The juglone tends to suppress other trees from growing. Because of the suppression of other trees, you can often spot a former home place just from the relative openness of the surrounding area.
While it definitely inhibits other trees as well as at least some garden plants (such as tomatoes) , it apparently has no impact on some other vegetation such as yellowbells (forsythia), daffodils, beauty berries, and iris – all non-natives which have also held on over the years
Tipper–I too am fascinated by black walnuts, and I’ll add a few more uses and comments to your nice coverage.
*Indians used the hulls to make a potion that disable fish and let them collect the fish to eat.
*Stain from the hulls has long been used to dye not only cloth, as you mention, but also leather.

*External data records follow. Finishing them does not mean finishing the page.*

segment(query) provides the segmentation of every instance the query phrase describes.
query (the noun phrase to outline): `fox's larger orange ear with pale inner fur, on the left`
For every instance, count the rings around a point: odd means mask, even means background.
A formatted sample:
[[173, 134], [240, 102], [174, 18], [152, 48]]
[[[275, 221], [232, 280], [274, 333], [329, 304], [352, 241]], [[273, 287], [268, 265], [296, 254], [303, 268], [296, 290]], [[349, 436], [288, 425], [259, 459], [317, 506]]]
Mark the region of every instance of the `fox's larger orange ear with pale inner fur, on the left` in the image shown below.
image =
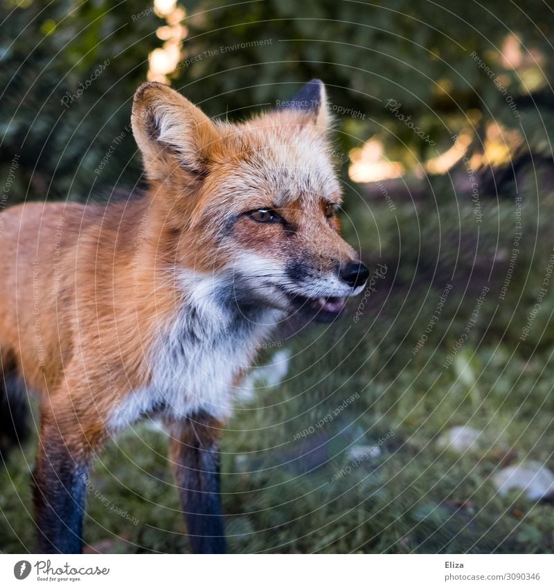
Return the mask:
[[179, 92], [159, 82], [136, 91], [133, 134], [150, 179], [163, 180], [176, 165], [202, 177], [218, 133], [210, 119]]

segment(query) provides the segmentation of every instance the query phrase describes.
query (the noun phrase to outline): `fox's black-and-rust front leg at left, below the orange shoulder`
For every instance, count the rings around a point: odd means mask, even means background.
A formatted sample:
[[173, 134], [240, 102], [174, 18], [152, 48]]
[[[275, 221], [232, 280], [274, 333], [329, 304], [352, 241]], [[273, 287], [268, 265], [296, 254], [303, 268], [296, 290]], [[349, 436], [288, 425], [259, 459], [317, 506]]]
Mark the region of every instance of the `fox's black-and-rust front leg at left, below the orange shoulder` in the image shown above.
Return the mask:
[[93, 447], [76, 416], [69, 427], [66, 416], [59, 414], [56, 418], [50, 408], [41, 411], [33, 488], [38, 549], [39, 553], [81, 553]]

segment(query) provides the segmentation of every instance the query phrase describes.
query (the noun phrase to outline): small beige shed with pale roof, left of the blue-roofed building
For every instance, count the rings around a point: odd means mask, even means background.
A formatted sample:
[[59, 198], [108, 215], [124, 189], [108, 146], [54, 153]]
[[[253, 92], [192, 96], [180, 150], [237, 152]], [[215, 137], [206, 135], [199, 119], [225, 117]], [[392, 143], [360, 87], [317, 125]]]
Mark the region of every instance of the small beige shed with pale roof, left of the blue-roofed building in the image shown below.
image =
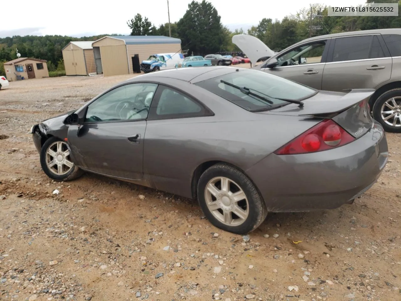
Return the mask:
[[63, 53], [65, 75], [89, 75], [90, 73], [96, 73], [92, 43], [93, 41], [71, 41], [61, 50]]

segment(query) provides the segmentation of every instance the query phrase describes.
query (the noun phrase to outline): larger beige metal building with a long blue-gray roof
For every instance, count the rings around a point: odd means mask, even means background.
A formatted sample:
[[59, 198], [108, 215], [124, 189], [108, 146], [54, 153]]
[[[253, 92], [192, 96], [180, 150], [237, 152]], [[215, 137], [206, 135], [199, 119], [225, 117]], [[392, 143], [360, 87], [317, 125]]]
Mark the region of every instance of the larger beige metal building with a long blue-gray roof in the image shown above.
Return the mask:
[[152, 54], [181, 52], [181, 40], [164, 36], [107, 36], [92, 43], [97, 74], [140, 73]]

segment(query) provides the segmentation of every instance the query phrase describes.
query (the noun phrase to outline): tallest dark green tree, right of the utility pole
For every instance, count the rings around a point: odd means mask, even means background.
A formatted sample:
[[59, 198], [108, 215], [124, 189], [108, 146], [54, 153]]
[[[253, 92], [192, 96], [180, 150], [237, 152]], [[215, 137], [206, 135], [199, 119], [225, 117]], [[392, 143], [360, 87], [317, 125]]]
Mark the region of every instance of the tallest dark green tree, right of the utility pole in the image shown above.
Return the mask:
[[177, 22], [182, 47], [188, 48], [189, 53], [193, 51], [195, 55], [225, 50], [228, 45], [223, 43], [227, 43], [227, 38], [220, 19], [211, 2], [192, 1], [184, 16]]

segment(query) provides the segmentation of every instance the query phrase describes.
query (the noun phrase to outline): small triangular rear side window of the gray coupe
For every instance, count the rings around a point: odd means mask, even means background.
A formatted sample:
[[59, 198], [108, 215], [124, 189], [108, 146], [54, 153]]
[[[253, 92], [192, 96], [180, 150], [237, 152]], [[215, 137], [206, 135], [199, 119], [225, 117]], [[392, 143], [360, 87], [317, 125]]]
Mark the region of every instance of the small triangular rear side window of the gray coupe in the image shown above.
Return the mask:
[[160, 98], [156, 106], [156, 116], [175, 118], [205, 114], [204, 108], [188, 96], [168, 87], [160, 86], [160, 90]]

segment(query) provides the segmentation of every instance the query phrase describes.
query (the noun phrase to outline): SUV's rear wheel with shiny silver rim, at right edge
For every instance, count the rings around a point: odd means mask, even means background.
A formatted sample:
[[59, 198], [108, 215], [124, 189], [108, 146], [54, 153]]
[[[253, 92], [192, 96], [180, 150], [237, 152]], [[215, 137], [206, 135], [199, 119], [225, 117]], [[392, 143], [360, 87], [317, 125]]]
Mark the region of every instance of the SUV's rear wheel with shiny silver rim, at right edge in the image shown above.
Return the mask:
[[386, 132], [401, 133], [401, 89], [392, 89], [379, 96], [372, 112]]

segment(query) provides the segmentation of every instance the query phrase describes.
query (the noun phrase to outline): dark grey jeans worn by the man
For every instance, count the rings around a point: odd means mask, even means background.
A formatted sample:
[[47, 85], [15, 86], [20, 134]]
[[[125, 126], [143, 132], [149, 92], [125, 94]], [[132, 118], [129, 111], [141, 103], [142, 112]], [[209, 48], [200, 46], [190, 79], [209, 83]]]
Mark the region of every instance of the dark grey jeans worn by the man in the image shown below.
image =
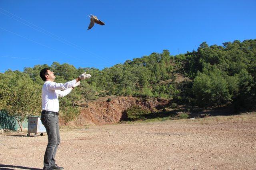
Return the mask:
[[41, 114], [41, 121], [48, 135], [48, 145], [44, 154], [44, 169], [55, 164], [55, 155], [60, 144], [59, 117], [54, 114]]

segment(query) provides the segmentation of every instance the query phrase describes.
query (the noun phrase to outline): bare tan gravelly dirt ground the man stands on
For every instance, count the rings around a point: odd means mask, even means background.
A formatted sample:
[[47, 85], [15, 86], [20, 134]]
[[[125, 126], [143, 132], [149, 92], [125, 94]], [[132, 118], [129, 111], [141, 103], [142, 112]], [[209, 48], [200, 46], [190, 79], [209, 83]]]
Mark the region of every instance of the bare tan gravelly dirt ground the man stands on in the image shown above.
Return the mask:
[[[256, 169], [256, 115], [90, 126], [60, 132], [65, 169]], [[0, 133], [0, 169], [42, 169], [47, 137]]]

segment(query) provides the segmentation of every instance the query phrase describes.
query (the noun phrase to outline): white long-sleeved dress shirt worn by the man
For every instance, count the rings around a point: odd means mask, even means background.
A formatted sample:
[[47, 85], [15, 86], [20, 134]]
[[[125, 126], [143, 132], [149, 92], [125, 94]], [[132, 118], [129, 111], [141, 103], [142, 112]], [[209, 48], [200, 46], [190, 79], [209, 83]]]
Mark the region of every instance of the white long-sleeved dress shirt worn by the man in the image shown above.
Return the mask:
[[75, 84], [76, 79], [66, 83], [46, 81], [42, 87], [42, 110], [59, 112], [58, 97], [69, 94]]

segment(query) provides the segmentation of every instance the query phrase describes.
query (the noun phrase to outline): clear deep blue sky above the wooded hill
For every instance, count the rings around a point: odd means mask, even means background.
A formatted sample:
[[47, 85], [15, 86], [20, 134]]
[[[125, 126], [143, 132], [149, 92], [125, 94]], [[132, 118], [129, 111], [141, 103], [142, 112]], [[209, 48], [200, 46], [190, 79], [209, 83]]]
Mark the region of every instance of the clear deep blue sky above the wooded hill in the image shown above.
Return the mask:
[[[106, 25], [87, 30], [89, 14]], [[255, 0], [0, 0], [0, 72], [53, 61], [103, 69], [255, 39], [255, 30]]]

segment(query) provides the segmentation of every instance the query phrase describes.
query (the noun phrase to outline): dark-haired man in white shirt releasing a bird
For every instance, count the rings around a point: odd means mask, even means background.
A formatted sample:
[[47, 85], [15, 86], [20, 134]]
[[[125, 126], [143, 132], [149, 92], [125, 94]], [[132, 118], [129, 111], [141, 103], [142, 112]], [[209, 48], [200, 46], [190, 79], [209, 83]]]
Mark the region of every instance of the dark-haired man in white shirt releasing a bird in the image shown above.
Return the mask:
[[[48, 145], [44, 154], [44, 170], [61, 170], [64, 169], [55, 163], [55, 155], [60, 144], [59, 133], [59, 100], [58, 97], [64, 97], [71, 92], [73, 88], [80, 85], [80, 80], [85, 80], [91, 77], [90, 74], [84, 72], [78, 78], [66, 82], [54, 82], [54, 72], [49, 68], [44, 68], [40, 71], [40, 77], [45, 81], [42, 87], [42, 113], [41, 121], [48, 135]], [[61, 91], [63, 90], [63, 91]]]

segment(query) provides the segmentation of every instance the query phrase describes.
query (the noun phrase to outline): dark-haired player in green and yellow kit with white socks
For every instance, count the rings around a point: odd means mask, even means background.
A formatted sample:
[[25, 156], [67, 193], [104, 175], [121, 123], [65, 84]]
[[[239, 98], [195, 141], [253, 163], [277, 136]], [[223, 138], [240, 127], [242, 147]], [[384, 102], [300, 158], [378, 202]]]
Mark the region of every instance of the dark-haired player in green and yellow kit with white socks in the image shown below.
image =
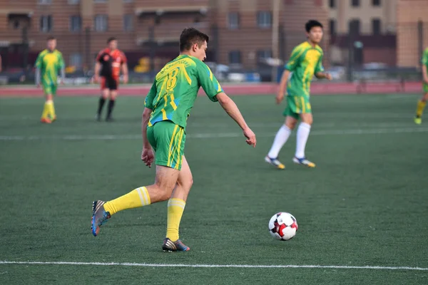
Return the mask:
[[[315, 167], [315, 163], [310, 162], [305, 157], [305, 147], [312, 125], [312, 111], [310, 106], [310, 81], [312, 76], [317, 78], [332, 79], [330, 74], [324, 72], [322, 67], [322, 49], [318, 46], [322, 39], [322, 24], [319, 21], [310, 20], [305, 25], [307, 41], [296, 46], [290, 56], [290, 60], [285, 65], [282, 73], [280, 87], [276, 96], [277, 104], [284, 99], [285, 87], [287, 86], [287, 108], [284, 125], [278, 130], [273, 145], [265, 157], [265, 161], [279, 169], [285, 166], [277, 159], [282, 146], [287, 142], [290, 133], [295, 128], [297, 120], [302, 120], [297, 128], [297, 145], [293, 162]], [[292, 73], [290, 81], [288, 78]], [[287, 84], [288, 82], [288, 84]]]

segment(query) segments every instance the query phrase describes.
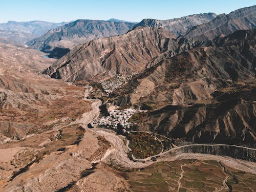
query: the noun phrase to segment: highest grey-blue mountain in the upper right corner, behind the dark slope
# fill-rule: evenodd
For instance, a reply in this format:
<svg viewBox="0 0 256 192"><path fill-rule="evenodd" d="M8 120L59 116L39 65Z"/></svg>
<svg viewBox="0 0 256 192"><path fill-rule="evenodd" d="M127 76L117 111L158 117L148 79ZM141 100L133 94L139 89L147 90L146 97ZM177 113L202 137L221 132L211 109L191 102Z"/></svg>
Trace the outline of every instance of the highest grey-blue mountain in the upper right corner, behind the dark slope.
<svg viewBox="0 0 256 192"><path fill-rule="evenodd" d="M256 6L220 14L211 22L195 26L185 35L188 39L206 40L218 35L228 35L238 30L252 29L256 26Z"/></svg>

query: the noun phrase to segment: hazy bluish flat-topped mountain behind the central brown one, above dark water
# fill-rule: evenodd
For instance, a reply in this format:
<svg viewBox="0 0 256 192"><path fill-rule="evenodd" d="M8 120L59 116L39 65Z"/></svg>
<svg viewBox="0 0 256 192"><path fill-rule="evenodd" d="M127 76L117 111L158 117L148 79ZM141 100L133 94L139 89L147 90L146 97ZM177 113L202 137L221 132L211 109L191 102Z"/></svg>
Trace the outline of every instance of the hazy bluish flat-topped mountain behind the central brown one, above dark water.
<svg viewBox="0 0 256 192"><path fill-rule="evenodd" d="M120 35L132 29L134 23L108 22L103 20L76 20L62 27L52 29L28 42L32 48L51 52L54 48L73 48L86 41ZM60 58L62 54L57 57Z"/></svg>

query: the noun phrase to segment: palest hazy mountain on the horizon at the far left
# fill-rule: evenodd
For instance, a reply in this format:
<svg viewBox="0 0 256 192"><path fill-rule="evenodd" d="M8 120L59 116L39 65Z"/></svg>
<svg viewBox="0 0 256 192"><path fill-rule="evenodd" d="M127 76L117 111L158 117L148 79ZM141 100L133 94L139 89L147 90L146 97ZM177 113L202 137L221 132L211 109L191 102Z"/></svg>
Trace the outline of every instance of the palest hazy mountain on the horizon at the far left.
<svg viewBox="0 0 256 192"><path fill-rule="evenodd" d="M14 22L0 24L0 42L23 46L29 40L39 37L50 29L67 23L50 23L35 20L32 22Z"/></svg>

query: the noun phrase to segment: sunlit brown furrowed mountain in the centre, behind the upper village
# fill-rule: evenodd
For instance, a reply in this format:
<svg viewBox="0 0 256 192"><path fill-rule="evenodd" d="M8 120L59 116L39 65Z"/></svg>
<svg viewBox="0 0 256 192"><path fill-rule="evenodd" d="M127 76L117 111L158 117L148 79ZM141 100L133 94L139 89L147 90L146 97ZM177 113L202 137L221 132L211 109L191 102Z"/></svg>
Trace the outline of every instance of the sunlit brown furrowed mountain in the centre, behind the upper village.
<svg viewBox="0 0 256 192"><path fill-rule="evenodd" d="M132 74L168 47L176 47L172 38L175 35L165 29L136 28L123 35L94 39L77 46L44 73L66 81Z"/></svg>

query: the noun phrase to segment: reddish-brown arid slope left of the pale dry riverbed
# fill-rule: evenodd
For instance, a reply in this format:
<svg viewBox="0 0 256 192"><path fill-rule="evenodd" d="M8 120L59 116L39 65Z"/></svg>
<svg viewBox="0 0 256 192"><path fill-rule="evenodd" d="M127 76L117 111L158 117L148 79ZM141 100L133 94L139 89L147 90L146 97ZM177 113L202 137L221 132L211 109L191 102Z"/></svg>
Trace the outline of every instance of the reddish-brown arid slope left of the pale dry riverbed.
<svg viewBox="0 0 256 192"><path fill-rule="evenodd" d="M82 100L83 89L38 75L54 59L10 45L1 44L0 52L0 143L47 130L90 109Z"/></svg>

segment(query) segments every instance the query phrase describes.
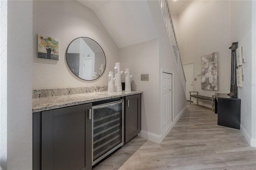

*The wood is a favorite for gun stocks and in the making of fine furniture because of its density. Slow growing, the tree repays patience by being incredibly durable. In fact, Grandpa Joe, who had some along the path leading the hen house and hog pen at the last place where he lived, called them a “three generation tree.” By that he meant that whoever planted them was doing so for three generations on down the line.
*Br’er Don has discovered that the presence of black walnuts is a prime indicator for an old home place. That’s because the trees were often grown close to houses. They not only kept weeds and other plants at bay as you mention (this was when folks swept their yards); they also kept insect numbers down.
*For reasons I don’t fully understand, they are an “edge” tree. You’ll fine them along fence rows, pasture edges, stream banks, and other locations where there’s some opening far more frequently than in the middle of the woods.
The tree has been good to me on a personal level. I’ve written published pieces about it, mostly dealing with personal “connections,” on at least three occasions.
One time in England, while visiting the famed gunworks of W & C Scott, the plant director showed me a huge stump from a close cousin of the black walnut, a Circassian walnut, and asked me to guess its value. I knew it was rare and special wood so I hazarded a guess of 50,000 pound (about $100,000 U. S. at the time). He laughed and said multiply that by five and you’ll be about right. The wood was that valuable and was destined for British “best” shotguns.
Jim Casada
I also love black walnut trees. There are many of them where I live, too. In the county next to us, there is an annual Black Walnut Festival. I love the nuts and the wood from the tree is very pretty.